Kerja Paksa Industri Penerbangan

1 month ago 28

Jakarta -

Industri penerbangan sedang menjadi primadona pembahasan di kelompok Kementerian Koordinator Infrastruktur dan Pembangunan Kewilayahan, khususnya Kementerian Perhubungan yang terus-menerus membahas harga tiket penerbangan domestik terjadwal yang sangat mahal menurut pemerintah, baik di kabinet lalu maupun sekarang, dan para politisi di Senayan. Yang dimaksud industri penerbangan meliputi maskapai penerbangan, bandara, air navigasi, penjual tiket (termasuk agen tiket online), dan industri pendukungnya seperti operator bahan bakar (Pertamina), ground handling, hingga katering.

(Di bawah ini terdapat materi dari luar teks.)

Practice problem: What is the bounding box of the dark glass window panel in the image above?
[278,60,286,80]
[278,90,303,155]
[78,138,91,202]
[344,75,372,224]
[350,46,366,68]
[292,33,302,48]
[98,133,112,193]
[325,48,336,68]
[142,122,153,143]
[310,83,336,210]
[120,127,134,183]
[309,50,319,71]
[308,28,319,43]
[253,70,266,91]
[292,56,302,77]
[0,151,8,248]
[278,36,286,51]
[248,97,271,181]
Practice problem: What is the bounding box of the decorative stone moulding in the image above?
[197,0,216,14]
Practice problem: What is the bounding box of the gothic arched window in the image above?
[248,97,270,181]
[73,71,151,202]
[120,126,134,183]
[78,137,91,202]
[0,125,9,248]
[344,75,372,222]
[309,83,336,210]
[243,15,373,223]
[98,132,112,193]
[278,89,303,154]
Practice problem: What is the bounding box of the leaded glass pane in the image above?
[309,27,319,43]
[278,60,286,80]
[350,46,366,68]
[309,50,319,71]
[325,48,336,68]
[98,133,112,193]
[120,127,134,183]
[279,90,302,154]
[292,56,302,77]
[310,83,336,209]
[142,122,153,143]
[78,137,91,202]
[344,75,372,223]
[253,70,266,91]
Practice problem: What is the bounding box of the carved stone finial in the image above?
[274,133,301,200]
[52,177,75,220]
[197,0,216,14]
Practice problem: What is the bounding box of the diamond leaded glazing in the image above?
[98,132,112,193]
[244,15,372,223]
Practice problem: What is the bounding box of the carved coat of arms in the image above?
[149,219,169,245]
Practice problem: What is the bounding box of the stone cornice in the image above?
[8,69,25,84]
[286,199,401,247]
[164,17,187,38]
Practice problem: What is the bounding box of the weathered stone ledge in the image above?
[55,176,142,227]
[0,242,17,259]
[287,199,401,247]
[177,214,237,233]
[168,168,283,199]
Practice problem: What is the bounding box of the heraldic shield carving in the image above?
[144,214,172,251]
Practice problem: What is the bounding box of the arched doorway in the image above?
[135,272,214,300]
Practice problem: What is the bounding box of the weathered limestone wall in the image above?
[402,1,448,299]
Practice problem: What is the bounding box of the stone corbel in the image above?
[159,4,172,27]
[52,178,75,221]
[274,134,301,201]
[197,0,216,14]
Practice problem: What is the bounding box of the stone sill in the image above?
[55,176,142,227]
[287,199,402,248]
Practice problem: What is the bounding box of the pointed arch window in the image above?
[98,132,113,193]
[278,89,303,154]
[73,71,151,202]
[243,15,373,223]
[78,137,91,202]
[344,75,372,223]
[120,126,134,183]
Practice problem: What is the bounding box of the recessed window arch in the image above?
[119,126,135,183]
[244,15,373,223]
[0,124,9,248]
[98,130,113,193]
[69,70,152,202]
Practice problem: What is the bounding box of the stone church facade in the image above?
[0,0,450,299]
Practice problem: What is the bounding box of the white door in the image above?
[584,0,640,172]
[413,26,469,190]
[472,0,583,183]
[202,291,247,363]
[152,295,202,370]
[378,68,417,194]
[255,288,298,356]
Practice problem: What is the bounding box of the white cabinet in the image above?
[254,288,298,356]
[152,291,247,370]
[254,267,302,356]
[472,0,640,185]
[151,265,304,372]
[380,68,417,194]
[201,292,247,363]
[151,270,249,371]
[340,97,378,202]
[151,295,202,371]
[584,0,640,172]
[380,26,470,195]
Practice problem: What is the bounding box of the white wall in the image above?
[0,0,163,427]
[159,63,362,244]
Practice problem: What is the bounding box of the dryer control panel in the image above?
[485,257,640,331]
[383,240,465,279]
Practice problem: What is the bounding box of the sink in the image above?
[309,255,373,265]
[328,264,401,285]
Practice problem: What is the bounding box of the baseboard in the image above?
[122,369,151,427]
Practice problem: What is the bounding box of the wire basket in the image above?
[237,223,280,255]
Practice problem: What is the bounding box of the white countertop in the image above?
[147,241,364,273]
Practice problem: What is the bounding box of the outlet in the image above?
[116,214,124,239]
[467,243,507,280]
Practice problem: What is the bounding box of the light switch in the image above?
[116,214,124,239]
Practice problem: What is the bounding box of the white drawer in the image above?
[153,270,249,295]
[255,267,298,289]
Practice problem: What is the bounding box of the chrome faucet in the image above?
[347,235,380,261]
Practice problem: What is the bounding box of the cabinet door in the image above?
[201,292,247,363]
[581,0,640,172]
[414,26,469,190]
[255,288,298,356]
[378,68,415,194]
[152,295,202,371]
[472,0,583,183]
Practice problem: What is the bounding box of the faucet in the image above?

Pemerintah lupa bahwa tarif di maskapai penerbangan berjadwal sejak deregulasi penerbangan tahun 2000, tidak lagi dikontrol oleh pemerintah, kecuali pengaturan tarif batas atas (TBA) dan bawah (TBB) untuk kelas ekonomi diatur oleh Menteri Perhubungan. Jika harga tiket pesawat ada di antara itu, pemerintah tidak perlu pusing karena itu urusan pasar. Namun kalau TBA dan TBB yang ditetapkan sudah tidak efektif lagi karena kondisi moneter dan harga avtur melonjak misalnya, maka Menteri Perhubungan dapat menerbitkan Peraturan Menteri Perhubungan baru. Tidak perlu ribut-ribut seolah olah bumi akan kiamat.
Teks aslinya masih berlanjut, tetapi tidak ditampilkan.